What are examples of where it occurs?
- Some structures allow sound to pass through them more easily than others.
- The most dramatic example is watery fluid, such as in an effusion or in a cyst.
- Because only a minimal amount of energy is absorbed by the fluid, the region that lies behind will receive more sound than the processor expects for that depth.
- This area will therefore appear uniformly brighter.
- This effect is called Enhancement.
- A good example is the effect of the bladder, acting as a window to deeper tissues.
What are the 4 manipulation manoeuvres of the US probe?
PART
How should the probe be orientated to the structure of interest?
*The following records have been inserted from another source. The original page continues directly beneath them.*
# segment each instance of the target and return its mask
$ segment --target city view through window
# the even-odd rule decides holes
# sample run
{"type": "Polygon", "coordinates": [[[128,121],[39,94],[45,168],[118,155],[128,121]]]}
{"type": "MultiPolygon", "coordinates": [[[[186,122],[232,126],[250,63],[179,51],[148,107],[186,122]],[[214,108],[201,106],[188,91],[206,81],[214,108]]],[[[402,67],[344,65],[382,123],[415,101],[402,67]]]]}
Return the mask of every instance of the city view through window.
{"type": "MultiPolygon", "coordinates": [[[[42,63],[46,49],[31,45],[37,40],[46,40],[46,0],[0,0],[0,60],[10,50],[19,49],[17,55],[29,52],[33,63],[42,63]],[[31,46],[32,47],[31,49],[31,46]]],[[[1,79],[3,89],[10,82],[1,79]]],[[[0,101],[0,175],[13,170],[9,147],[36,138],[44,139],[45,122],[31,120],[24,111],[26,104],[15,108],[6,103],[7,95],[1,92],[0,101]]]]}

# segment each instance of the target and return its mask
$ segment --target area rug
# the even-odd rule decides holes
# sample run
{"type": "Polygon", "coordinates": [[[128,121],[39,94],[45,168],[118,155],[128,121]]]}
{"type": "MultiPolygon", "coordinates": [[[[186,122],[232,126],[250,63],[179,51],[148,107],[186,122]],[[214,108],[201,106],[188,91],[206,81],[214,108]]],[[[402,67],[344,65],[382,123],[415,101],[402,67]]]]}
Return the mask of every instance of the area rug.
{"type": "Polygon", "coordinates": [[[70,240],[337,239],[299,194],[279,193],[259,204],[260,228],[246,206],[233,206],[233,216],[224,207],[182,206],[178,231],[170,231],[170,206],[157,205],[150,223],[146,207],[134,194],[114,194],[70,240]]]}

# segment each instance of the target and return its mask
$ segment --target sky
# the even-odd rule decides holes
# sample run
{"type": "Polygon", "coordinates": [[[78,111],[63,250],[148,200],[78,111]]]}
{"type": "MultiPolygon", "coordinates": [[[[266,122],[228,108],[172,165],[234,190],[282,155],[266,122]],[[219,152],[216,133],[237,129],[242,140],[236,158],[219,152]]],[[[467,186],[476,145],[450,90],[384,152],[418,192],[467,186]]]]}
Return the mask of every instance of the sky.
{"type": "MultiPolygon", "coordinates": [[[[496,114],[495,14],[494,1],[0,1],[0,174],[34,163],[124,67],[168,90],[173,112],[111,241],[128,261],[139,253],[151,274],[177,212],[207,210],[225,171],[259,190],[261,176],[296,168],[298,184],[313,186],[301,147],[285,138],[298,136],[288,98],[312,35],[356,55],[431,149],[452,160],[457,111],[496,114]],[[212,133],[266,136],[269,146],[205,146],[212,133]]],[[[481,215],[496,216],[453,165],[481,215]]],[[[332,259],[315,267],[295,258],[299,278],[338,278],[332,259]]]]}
- The probe should usually be at 90 degrees to the structure of interest, as this provides the maximum return echo
What is anisotropy?
Why may this be problematic?
What is an example of this?
What is the anisotropic effect dependent upon?
- What It Means:
Anisotropy occurs when the structure being examined (like a tendon or muscle) appears different depending on the angle at which the ultrasound beam is directed at it.
This happens because the tissue has a directional or anisotropic property, meaning its behavior changes when observed from different angles. Tendons, for instance, have fibers that run in one direction, and their appearance in ultrasound imaging will vary depending on how the sound waves interact with these fibers.
The Impact on Diagnosis:
Effect on Tendons: When an ultrasound beam is not perpendicular (at a 90-degree angle) to a tendon, the image may appear hypoechoic (darker) or more solid than it actually is. This might falsely suggest a condition like tendinosis (degeneration) or a tear when, in fact, the tendon is normal.
False Diagnosis: The result of anisotropy can lead to misinterpretation of the ultrasound, causing a false diagnosis of injury or pathology, even though the tissue is healthy.